The fresh faces of WSU Athletics

The Weber State women’s softball team celebrates after a home run during a game that took place at WSU on April 27, 2022.

Balancing academic and athletic responsibilities can be demanding on freshman athletes. Players constantly have to juggle between their school and sports commitments, something that’s often tough on freshmen who are still adjusting to the college lifestyle.

Part of that juggling includes early-morning practices, afternoon games and traveling. Adding to the mix is pressure from teammates, coaches, professors and fans.

“The biggest change from high school soccer to college is the time management — going from high school, where it’s not that challenging, to college, where you are working for something, such as getting your degree and managing being a student athlete,” Grace Kirby, a Weber State University’s women’s soccer forward, said.

Playing right wing, Kirby is currently a freshman. In her first year of college soccer, Kirby was able to play 827 minutes during the 2022 fall season. In that time, Kirby scored 11 shots on goal off 32 attempts, recording a season high of five shots against the University of Colorado.

“When I look back on my freshman year, it was challenging, but it allowed for opportunities for growth and positive change,” Kirby said. “It’s taught me about having a positive mindset, consistency and knowing that hard work is key.”

The women’s soccer team has a total of nine freshmen, seven sophomores, nine juniors and two seniors. Heading into next season, Weber State has a high volume of upperclassmen, providing a solid structure for player development.

“The upperclassmen have been so helpful,” Kirby said. “When I first got to Weber State, I immediately felt welcome and a part of a family. Whenever I had concerns or needed help, I felt comfortable to go to the upperclassmen.”

Led by captains like goalkeeper Mekell Moss and midfielder Yira Yoggerst, Weber State was able to finish the fall season with a 6–12 overall record and a 4–4 record in Big Sky conference play.

Heading into fall semester, the women’s soccer team has been preparing with preseason games this spring and tournaments in the summer.

“Some things that I’ve learned throughout preseason is practice how you want to play,” Kirby said. “There’s no reason to not give your best effort no matter what you’re doing.”

Sarah Ruhl, freshman infielder for the softball team, has also learned a lot about developing her own game during her time with the Wildcats. Following in her older sister Emily’s footsteps, Sarah joined the team during the offseason.

“Growing up, we usually played softball together on the same teams,” Sarah Ruhl said about her sister. “Her being at [Weber State] really made my transition easier.”

Though the transition from high school softball to college has been strenuous, Sarah Ruhl said her experience on the Wildcat softball team has greatly improved her game, as well as her passion for the sport.

“Trusting myself and trusting my teammates has been a big [take away from preseason],” Sarah Ruhl said. “Sometimes I get on the field and I’ll start to doubt my talents, but once I know that my teammates have my back and they believe in me, then I start to believe in myself.”

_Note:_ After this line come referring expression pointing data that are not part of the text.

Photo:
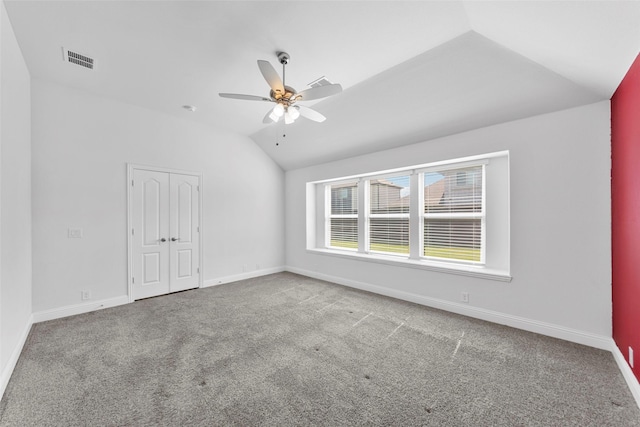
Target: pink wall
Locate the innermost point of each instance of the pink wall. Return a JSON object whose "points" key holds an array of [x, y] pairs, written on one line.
{"points": [[625, 215]]}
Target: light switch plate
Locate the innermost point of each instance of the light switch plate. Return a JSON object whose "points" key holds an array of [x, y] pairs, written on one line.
{"points": [[75, 233]]}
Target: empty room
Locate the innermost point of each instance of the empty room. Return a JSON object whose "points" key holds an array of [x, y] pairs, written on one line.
{"points": [[319, 213]]}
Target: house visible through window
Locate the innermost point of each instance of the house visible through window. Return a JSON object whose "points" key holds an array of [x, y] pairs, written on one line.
{"points": [[389, 215], [343, 217], [453, 220], [431, 215]]}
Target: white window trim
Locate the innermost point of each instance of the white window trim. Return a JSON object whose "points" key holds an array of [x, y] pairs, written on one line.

Weber State is coming off a successful previous season and has Big Sky softball just around the corner. Though the stress can be a lot for freshmen on the team, Sarah Ruhl said she’s had her teammates to back her up and support her through her first season.

“Being around all those upperclassmen and them helping me out has really helped,” Sarah Ruhl said. “You have someone who has been playing here multiple years, giving you insight into what they think and what they know how to do. Just learning from them has made it really fun because you can just see the skills in them and they’re transferring them to you and sharing the knowledge with you, which is really cool. It’s helped me become a better athlete and a better player for myself.”

Sarah Ruhl said she not only has the support of her teammates but also the support of Weber State. The university has helped to create an environment to help student athletes, like her, thrive both academically and athletically.

“Coming into Weber, I was nervous because I was like, ‘What if I don’t do well academically and keep those grades up for my scholarship?’” Sarah Ruhl said. “It’s been a lot easier than I would have thought just because of how much support I have with tutoring or teammates helping me out.”

Though being a freshman college athlete brings its challenges like homesickness, intense practices and tougher opponents; Sarah Ruhl has found the transition to life as a college athlete as a good experience.

“It’s gonna get stressful at times,” Sarah Ruhl said. “But if you take the fun times and remember the memorable times with your team as much as you can, it makes the process a lot easier and you’re gonna get negative talk from your coach occasionally, but as long as you take the positive parts from it and leave out the negatives and it will make it a lot easier.”


Editor’s note: This story has been updated to correct a wording issue and to reflect that Kirby scored 11 shots on goal off 32 attempts.